Cook: Orange County Water District Should Distance Itself from the Cadiz Water Project

I am opposed to the Orange County Water District entering into a non-binding water purchase agreement with Cadiz Inc. as it is yet another water scheme that is both economically and environmentally flawed. Even though the amount of water being proposed for purchase by OCWD is trivial, less than 1% of its demand, it would consume far more than 1% of staff time, and divert attention away from worthy projects like the Groundwater Replenishment System expansion.

If you are not familiar with Cadiz, it is no surprise. Only water wonks and desert rats have been paying attention. Cadiz is the bad idea of its originator, Keith Brackpool who, according to Michael Hiltzik of the Los Angeles Times, “ came to the U.S. after pleading guilty to criminal charges relating to securities trading in Britain.” Brackpool’s idea is to mine fossil water from a 34,000 acre tract of land the company owns in the Mojave Desert, and then pipe it to Orange County.

To reach this objective, the company has to achieve a number of feats, not the least of which is to, (1) avoid preparing an EIS (Environmental Impact Statement) and, (2) gain access to the Colorado River Aqueduct which is owned and operated by the Metropolitan Water District of Southern California. If Cadiz can avoid an EIS, they can then avoid the scrutiny of USGS hydrologists who take issue with the Cadiz’ natural recharge rates which have been suggested by independent hydrologists to be up to 16 times higher than reality.

Cadiz has contrived a unique “logic” to avoid such a review. Their proposal is to build a pipeline along an existing railroad right-of-way through BLM land. In order to do this they must present an argument that their water pipeline is somehow related to a railroad purpose. With a straight face, they propose to build much needed desert fire hydrants that the railroad can use to put out non-existent fires. Enough said.

The second effort, reaching an agreement with MWD, may be an even bigger challenge and not because Cadiz hasn’t greased the skids of nearly every politician and labor union in California. Former employees or board members include: former Los Angeles Mayor Villaraigosa, former Interior Secretary Bruce Babbitt, former Schwarzenegger Chief of Staff Susan Kennedy, to name a few.

No, the reason MWD is a challenge is two-fold, (1) MWD spent millions between 2002 and 2009 defending against a Cadiz lawsuit challenging an earlier denial, and (2) why would MWD forego its future ability for using the full capacity of its pipeline? But you never know, perhaps MWD needs some fire hydrants to put out fires along the aqueduct.

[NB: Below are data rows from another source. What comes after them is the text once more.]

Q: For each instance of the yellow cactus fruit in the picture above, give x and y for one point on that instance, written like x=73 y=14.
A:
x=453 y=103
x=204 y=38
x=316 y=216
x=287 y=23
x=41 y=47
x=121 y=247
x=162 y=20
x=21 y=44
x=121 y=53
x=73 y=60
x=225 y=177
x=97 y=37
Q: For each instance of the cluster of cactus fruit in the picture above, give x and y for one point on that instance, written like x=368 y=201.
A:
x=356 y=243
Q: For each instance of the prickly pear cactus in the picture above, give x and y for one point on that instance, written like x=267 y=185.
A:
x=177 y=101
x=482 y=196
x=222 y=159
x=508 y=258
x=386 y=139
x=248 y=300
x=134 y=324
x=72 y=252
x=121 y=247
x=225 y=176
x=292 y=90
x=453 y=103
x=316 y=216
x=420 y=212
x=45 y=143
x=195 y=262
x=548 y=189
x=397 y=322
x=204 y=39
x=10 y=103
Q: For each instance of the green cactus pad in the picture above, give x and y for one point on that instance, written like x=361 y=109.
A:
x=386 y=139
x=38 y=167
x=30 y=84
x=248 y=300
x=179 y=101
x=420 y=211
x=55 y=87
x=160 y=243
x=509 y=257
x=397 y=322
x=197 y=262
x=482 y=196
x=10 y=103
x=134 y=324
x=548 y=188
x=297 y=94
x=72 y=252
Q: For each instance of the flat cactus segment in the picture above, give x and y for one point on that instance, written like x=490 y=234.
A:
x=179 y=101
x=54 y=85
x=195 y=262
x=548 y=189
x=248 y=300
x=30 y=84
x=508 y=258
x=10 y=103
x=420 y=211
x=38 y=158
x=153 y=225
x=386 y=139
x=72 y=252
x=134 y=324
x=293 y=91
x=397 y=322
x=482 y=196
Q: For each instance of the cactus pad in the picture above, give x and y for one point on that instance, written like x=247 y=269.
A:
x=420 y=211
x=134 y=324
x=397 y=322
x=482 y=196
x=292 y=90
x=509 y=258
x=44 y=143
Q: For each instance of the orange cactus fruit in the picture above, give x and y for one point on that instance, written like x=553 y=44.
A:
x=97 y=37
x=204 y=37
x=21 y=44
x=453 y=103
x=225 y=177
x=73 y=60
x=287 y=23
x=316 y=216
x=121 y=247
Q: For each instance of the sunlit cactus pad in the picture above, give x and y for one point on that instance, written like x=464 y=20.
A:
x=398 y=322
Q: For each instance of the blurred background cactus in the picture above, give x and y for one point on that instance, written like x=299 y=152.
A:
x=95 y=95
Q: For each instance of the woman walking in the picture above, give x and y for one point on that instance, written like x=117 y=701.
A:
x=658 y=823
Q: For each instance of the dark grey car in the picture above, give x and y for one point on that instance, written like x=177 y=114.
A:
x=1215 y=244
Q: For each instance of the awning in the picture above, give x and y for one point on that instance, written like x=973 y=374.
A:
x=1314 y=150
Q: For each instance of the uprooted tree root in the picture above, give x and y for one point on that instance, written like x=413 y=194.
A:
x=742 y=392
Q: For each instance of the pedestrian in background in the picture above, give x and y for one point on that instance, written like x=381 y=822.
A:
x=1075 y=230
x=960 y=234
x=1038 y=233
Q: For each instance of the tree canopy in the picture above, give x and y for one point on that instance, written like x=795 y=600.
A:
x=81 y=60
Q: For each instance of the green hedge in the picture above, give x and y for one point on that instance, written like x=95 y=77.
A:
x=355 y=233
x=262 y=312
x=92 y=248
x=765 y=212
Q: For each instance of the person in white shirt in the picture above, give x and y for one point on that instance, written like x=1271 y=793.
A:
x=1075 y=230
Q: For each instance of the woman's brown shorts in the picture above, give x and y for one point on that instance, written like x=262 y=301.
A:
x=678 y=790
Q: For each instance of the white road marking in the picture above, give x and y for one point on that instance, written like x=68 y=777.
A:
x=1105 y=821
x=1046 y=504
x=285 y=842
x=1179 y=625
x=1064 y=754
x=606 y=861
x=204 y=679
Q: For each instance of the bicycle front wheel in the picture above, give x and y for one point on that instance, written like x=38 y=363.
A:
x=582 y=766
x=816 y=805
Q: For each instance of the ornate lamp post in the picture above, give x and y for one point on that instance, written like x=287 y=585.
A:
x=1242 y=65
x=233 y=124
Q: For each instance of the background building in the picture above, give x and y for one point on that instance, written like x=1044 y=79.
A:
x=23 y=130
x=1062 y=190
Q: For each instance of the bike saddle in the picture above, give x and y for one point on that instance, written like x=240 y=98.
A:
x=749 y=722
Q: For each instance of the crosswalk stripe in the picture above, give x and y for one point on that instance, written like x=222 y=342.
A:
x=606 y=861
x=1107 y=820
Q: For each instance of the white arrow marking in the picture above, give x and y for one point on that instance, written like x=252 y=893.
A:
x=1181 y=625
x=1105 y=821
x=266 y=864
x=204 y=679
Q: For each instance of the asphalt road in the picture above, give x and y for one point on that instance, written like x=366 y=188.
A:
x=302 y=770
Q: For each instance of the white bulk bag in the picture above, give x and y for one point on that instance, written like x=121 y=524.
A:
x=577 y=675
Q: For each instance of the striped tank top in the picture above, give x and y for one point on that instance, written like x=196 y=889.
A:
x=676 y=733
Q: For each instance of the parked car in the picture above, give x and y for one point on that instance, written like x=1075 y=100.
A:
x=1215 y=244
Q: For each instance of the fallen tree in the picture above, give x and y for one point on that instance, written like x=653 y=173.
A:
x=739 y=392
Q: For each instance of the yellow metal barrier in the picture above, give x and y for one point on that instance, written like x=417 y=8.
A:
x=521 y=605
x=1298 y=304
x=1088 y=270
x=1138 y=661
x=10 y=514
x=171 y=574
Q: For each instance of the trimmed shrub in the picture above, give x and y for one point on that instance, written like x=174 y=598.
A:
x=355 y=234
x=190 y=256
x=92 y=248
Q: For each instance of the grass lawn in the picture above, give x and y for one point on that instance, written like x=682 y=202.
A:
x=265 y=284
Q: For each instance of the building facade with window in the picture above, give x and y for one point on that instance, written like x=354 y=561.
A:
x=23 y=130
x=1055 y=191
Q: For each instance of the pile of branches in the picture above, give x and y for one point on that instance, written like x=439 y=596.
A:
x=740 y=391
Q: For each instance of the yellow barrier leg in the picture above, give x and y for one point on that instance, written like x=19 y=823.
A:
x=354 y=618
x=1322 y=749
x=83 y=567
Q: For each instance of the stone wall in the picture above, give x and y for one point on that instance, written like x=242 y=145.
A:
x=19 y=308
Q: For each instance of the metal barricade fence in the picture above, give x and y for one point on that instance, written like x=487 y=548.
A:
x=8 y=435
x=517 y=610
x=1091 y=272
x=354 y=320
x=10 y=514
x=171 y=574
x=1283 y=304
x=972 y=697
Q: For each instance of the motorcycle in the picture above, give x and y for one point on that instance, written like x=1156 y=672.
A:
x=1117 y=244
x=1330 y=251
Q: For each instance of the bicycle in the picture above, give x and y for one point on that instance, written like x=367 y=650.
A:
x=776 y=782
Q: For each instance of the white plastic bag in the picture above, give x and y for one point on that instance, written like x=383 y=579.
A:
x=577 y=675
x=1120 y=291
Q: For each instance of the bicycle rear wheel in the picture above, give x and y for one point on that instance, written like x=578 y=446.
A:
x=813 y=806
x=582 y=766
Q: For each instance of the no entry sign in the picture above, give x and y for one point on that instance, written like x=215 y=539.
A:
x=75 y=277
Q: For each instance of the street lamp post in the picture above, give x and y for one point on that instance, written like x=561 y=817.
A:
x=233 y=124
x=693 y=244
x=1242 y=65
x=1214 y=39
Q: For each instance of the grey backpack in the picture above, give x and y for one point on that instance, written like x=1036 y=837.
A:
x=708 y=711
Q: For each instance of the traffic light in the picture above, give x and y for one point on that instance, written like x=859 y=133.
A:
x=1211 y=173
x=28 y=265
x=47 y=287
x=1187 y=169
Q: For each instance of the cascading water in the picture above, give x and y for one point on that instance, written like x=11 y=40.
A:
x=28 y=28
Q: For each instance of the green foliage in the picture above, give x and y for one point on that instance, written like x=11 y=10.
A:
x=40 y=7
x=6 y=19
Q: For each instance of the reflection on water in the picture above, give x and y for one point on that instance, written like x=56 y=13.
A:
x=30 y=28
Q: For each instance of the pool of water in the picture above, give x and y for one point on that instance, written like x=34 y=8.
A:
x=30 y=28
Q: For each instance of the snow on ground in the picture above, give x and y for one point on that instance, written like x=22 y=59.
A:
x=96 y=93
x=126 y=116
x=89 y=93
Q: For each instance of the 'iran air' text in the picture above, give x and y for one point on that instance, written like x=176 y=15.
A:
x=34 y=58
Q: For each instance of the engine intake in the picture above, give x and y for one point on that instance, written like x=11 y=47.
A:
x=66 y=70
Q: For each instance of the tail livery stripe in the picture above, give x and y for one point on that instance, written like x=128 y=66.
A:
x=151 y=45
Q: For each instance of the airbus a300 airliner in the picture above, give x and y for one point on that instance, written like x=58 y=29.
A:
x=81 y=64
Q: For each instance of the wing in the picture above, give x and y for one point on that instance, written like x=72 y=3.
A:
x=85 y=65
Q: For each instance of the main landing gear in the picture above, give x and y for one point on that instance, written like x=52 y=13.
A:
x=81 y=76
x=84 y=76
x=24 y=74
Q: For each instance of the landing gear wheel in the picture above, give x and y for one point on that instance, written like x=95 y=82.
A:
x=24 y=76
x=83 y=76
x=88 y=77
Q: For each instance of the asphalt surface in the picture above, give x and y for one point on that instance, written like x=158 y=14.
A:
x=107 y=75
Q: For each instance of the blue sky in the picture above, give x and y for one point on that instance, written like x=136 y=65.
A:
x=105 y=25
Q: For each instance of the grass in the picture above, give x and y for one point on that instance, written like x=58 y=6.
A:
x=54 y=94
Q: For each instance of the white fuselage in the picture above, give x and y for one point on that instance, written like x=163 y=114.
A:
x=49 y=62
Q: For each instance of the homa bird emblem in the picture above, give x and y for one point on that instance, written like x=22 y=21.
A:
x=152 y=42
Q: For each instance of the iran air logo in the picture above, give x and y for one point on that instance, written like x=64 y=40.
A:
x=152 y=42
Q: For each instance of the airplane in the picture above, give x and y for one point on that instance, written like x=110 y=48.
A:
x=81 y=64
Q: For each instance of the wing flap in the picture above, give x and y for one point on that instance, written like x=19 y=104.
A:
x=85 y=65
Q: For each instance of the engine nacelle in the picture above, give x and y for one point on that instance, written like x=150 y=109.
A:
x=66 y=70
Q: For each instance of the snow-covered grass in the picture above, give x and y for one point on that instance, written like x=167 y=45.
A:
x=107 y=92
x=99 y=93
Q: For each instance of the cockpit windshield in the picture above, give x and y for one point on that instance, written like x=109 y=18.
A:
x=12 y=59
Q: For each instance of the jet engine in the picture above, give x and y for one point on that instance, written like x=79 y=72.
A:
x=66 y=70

While there are many more reasons for OCWD to say no to Cadiz (including Chromium VI contamination and long term environmental consequences to our newly created Mojave Trails National Monument and Mojave National Preserve), it just makes no sense to pay $1500 for something you can get for $600. But that’s what we will be doing if the OCWD board goes along with Anaheim’s OCWD representative, Councilman Jordan Brandman, who fast-tracked this item onto the OCWD agenda. Brandman was defeated in his re-election for city council.

The Orange County Water District should deny entering into any agreement with Cadiz or at the very least, postpone their decision until the newly elected Anaheim City Council decides who they want representing them on the OCWD board. Hopefully they will choose someone who is willing to make a deep dive into the subject matter rather than just popping into a meeting long enough promote dubious projects.

Debbie Cook is a former mayor of Huntington Beach.  She serves as Board President of post carbon institute.